Again, as if drugged, she realised, passively, that he was undoing her blouse, exposing her slip straps and the top of her brassiere. His hungry, misshapen hands were playing with her nipples through the silk of the slip and brassiere, which, contrary to her state of mind and wishes, had become erect and responsive. Her lingerie was exposed and she had done nothing to stop it happening.

She was caught in the torpor of the strange words that had tumbled from him, and the diagrams and the dimness of the room, and the Scotch. She was aware that he had unbuttoned himself and had his erect penis in his bony hand. He was stimulating himself, bringing himself to ejaculation.

She wanted to, but did not stop him playing with her breasts as he milked his penis. She felt herself becoming wet and was annoyed with her body for responding in any way to what was happening. That her body was behaving in this lewd way confused her.

He kept asking her to ‘sit on the phallus, my grave mound’, which she ignored, although again, with a cold horror, she did feel drawn to doing just that. But didn’t.

Thankfully, his climax came very quickly. He grunted, eyes closed. She hoped that none of his semen had reached her. She struggled up from her leaden collapse there on the sofa, to go to the handbasin in the room and wash her hands, even though she had not had any contact with him or his body.

Oh God. Damn, damn, damn.

Eyes closed, his hand still on his penis, in a sated voice he said, ‘Vulva. Phallus.’

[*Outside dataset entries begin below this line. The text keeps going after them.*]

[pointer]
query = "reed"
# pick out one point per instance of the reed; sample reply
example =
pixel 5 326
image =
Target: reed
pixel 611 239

She did not speak to him but buttoned the top of her dress, gathered her things and left the room in a silent rage at herself for having allowed all this to happen. Again. As it had happened those years back. Or something like it.

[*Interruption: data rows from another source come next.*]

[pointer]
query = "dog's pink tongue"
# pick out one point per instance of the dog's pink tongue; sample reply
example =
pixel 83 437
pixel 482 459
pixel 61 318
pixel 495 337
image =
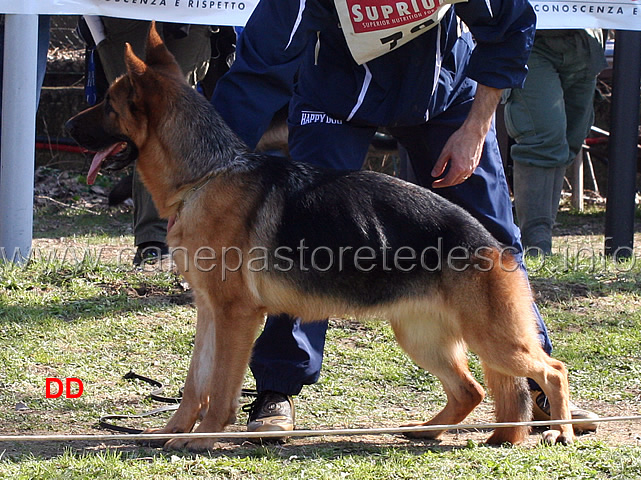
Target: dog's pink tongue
pixel 98 158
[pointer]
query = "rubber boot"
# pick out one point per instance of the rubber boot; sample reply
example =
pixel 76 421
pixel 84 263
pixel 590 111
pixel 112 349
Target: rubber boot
pixel 537 192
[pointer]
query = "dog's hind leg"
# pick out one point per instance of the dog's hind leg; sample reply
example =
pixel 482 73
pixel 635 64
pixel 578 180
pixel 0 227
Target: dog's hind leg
pixel 500 328
pixel 512 403
pixel 444 356
pixel 221 379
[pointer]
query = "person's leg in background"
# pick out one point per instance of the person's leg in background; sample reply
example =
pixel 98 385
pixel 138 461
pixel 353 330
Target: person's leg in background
pixel 191 46
pixel 548 118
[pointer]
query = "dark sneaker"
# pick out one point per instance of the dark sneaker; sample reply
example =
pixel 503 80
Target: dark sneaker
pixel 541 412
pixel 150 252
pixel 270 412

On the stairs, she was dizzy from having drunk too much Scotch too quickly. Why had she drunk so much Scotch so quickly?

She asked the receptionist to call a taxicab, and as she stood there in the lobby, she kept looking up the stairs anxiously to see if he was coming down to further harass and enmesh her. She felt as a whore might feel, except that a whore would have simply done her work, been paid and put it all out of her head. What she had done was not her work and she had not been paid. She felt no virtue, no sense of it being an act of kindness to a damaged man. She might have felt that way back when it had happened the first time, but not this time. This time, there was not a shred of virtue in the act.

She was deeply relieved that she wasn’t back with Dr Vittoz and that she would not have to tell him; relieved that there was no one in the world who would ever know or whom she was required to tell. Not even dear Ambrose.

No one need ever know about this. What it revealed about her, she was unsure. Certainly, an enfeebled will, a salacious compliance.

The bushy sunset of the evening was falling on Canberra and on her evening, which was in ruins. Her mind was addled with words such as omphalos, vesica, orifice, vulva, phallus.

But then, in the taxicab, a realisation came to her. The sexual thing didn’t matter a damn.
Did not matter a damn
. The distress, the vague recriminations, which were circling her, melted away. If this was the attitude of the whore, so be it. She turned and looked at the bushy sunset of the evening falling on Canberra, and, for the first time since being in Canberra, savoured it.

What had happened simply did not matter.

She was a woman of some maturity now, she was not a puritan, and the sex thing with Scraper
just didn’t matter
. To think otherwise about her so-called pride would surely be a falling into the Abyss of Self-Conceit.

It did not matter a damn.

And nor did any of Scraper’s rambling theories. All architecture and planning contained symbolism and could have stories laid onto it. She would not be telling anyone about the geomantic theories, though, without a doubt, she had been into the room of a geomancer.

She pondered the power of physical ugliness, which was said to have been used so well by Mirabeau in the French revolution. Perhaps Churchill was also ugly.